MAKI Harap Laporannya soal Aliran Dana Rp349 Triliun Ditolak Bareskrim Polri, Kenapa?
Koordinator MAKI, Boyamin Saiman mengatakan tujuan membuat laporan ini untuk membuka rahasia soal aliran dana tersebut.
Penulis: Abdi Ryanda Shakti
Editor: Johnson Simanjuntak
TRIBUNNEWS.COM, JAKARTA - Masyarakat Anti Korupsi Indonesia (MAKI) mendatangi Bareskrim Polri untuk melaporkan PPATK, Menkopolhukam Mahfud MD dan Menkeu Sri Mulyani soal aliran dana Rp349 triliun.
Koordinator MAKI, Boyamin Saiman mengatakan tujuan membuat laporan ini untuk membuka rahasia soal aliran dana tersebut.
"Sesuai janji saya, saya hadir di Bareskrim hari ini untuk melaporkan dugaan tindak pidana membuka rahasia data atau keterangan hasil dari PPATK yang diduga dilakukan oleh Kepala PPATK, Ivan Yustiavandana, terus Menkopolhukam Pak Mahfud MD, terus Menteri Keuangan Bu Sri Mulyani," kata Boyamin kepada wartawan di Bareskrim Polri, Jakarta, Selasa (28/3/2023).
Meski begitu, tidak seperti pelapor pada umumnya. Boyamin malah berharap laporannya tersebut bisa ditolak oleh Bareskrim Polri.
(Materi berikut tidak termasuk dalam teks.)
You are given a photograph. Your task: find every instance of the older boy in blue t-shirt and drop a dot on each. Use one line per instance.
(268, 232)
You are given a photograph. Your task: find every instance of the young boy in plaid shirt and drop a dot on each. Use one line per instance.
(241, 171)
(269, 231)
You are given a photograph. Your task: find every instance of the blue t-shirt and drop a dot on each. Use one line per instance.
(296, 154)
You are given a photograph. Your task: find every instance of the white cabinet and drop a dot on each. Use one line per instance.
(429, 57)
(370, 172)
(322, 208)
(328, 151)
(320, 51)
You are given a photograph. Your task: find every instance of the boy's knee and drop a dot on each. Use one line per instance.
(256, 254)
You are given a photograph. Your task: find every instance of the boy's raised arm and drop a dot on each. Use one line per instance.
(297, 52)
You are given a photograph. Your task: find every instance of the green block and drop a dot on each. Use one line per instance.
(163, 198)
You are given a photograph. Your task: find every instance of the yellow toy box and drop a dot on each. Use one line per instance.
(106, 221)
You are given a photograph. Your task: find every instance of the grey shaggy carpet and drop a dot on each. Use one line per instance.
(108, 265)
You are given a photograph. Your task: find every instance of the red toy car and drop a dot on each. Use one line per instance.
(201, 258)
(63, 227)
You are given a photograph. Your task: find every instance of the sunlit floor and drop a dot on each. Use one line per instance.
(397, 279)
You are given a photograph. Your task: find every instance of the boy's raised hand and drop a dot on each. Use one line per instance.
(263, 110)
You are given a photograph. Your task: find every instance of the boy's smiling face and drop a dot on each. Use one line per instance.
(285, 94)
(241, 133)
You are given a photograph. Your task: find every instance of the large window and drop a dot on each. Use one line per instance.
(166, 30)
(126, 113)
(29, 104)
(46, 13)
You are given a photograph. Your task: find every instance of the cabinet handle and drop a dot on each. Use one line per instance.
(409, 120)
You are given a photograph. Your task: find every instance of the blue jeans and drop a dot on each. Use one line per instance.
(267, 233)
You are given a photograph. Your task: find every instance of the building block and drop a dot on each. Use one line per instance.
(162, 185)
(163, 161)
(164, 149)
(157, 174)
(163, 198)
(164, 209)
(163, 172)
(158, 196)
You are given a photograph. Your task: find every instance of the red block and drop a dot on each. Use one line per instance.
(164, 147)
"Tapi sebenarnya saya lapor ini nanti ke SPKT bikin LP (laporan polisi), mudah-mudahan ditolak. Karena apa? Kalau ditolak berarti bukan pidana," ucapnya.
Namun, Boyamin mengatakan jika memang laporannya diterima, maka biar penyidik yang melakukan proses hukum lebih lanjut atas laporannya tersebut.
"Ya kalau diterima diteruskan, dalam pengertian diteruskan nanti seperti apa ya nanti biar lah hukum yang akan melakukan proses-proses berikutnya," ungkapnya.
Untuk informasi, Diketahui, Arteria Dahlan sempat mempertanyakan mengapa dokumen temuan terkait TPPU terkait transaksi janggal sebesar Rp 349 triliun di Kementerian Keuangan (Kemenkeu) bisa bocor ke publik.
Kemudian dia menyinggung Pasa11 Undang-Undang Nomor 8 Tahun 2010, di mana dokumen temuan terkait TPPU seharusnya dirahasiakan.
"Saya bacakan Pasal 11 pak, pejabat atau pegawai PPATK, penyidik atau penuntut umum, hakim dan setiap orang. Setiap orang itu termasuk juga menteri, termasuk juga Menko, pak, ya. Yang memperoleh dokumen atau keterangan dalam rangka pelaksanaan tugasnya menurut undang-undang ini wajib merahasiakan dokumen atau keterangan tersebut," katanya dalam Raker bersama PPATK pada Selasa (21/3/2023).
Bahkan dia menyebut adanya sanksi pidana empat tahun penjara sebagai ancaman menyebarkan dokumen tersebut.
"Sanksinya pak, sanksinya setiap orang itu dipidana dengan pidana penjara paling lama empat tahun. ini undang-undangnya sama pak. Ini serius, gitu loh. Nanti kita juga ada sesi berikutnya bisa klarifikasi," ujarnya
Jokowi Minta Mahfud Jelaskan soal TPPU
Presiden Joko Widodo (Jokowi) meminta Menteri Koordinator Bidang Politik, Hukum, dan Keamanan (Menko Polhukam) Mahfud Md menjelaskan ke DPR mengenai kasus dugaan tindak pidana pencucian uang (TPPU) di Kementerian Keuangan (Kemenkeu).